Thomas Clayton Wolfe (October 3, 1900 – September 15, 1938) was a twentieth century American novelist and short story writer. He is known for his autobiographical fiction written in highly original, impressionistic prose. His books, written during the Great Depression show an almost obsessive interest in the self, particularly the development of the self within the context of the family and community.
In his personal life, the author was known by friends as an enthusiastic yet lonesome man, who often desired more than he was able to attain in happiness, health, and love. He died unmarried, young, and without having realized his full potential as an artist. His literary output included two novels published before his death: Look Homeward, Angel (1929), and Of Time and River (1935); and three published posthumously The Web and the Rock (1939), You Can't Go Home Again (1940), and The Hills Beyond (1941).

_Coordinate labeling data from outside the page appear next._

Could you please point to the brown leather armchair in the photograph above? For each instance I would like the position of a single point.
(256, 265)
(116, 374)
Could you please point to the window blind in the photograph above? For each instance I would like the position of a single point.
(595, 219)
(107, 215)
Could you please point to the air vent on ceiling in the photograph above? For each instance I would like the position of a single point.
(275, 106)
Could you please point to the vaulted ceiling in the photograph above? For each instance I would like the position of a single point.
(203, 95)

He was known for his passionate writing that clearly conveyed the emotional side of human experience. Though the lyrical quality of his writing, his vigorous rhetoric, and his vast command of the English language was what made him popular to readers, to critics he was considered egotistical, undisciplined, and dependent on editors, who greatly improved his manuscripts.

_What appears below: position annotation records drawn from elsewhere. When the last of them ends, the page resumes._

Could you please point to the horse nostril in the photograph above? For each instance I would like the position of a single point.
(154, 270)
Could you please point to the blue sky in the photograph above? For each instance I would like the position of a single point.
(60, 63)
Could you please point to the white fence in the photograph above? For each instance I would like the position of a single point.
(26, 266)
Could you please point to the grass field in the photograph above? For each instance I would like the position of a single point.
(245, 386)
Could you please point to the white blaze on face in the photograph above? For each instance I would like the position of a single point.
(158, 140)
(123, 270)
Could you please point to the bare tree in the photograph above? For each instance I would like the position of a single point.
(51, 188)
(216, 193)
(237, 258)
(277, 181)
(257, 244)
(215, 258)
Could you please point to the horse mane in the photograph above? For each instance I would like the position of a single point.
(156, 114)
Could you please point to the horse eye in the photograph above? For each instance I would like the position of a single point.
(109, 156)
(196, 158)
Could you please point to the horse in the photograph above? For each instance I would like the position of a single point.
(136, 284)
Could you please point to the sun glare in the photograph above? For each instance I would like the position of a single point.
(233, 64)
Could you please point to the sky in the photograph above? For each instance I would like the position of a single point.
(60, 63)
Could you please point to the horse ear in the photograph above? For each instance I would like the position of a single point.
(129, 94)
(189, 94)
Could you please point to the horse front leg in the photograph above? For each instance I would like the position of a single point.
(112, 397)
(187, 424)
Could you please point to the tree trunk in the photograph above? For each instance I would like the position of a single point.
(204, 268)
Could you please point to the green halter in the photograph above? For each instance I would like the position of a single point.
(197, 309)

Thomas Wolfe was born in the mountain resort town Asheville, North Carolina, the last born of a large middle-class family. His mother, Julia E. Wolfe, was a successful real estate speculator, and his father, William Oliver Wolfe, was a tombstone maker. His ancestors on his father's side were German-Dutch-English farmers who had settled in Pennsylvania, and his mother was a third-generation North Carolinian of Scot-Irish-English stock. His parents married in 1885, giving birth to eight children of whom only six survived into adulthood. Mr. Wolfe's alcoholism eventually divided the couple in 1906, and young Thomas was the only child to go into the custody of his mother. During his childhood, the family member he felt closest to was his brother, Benjamin.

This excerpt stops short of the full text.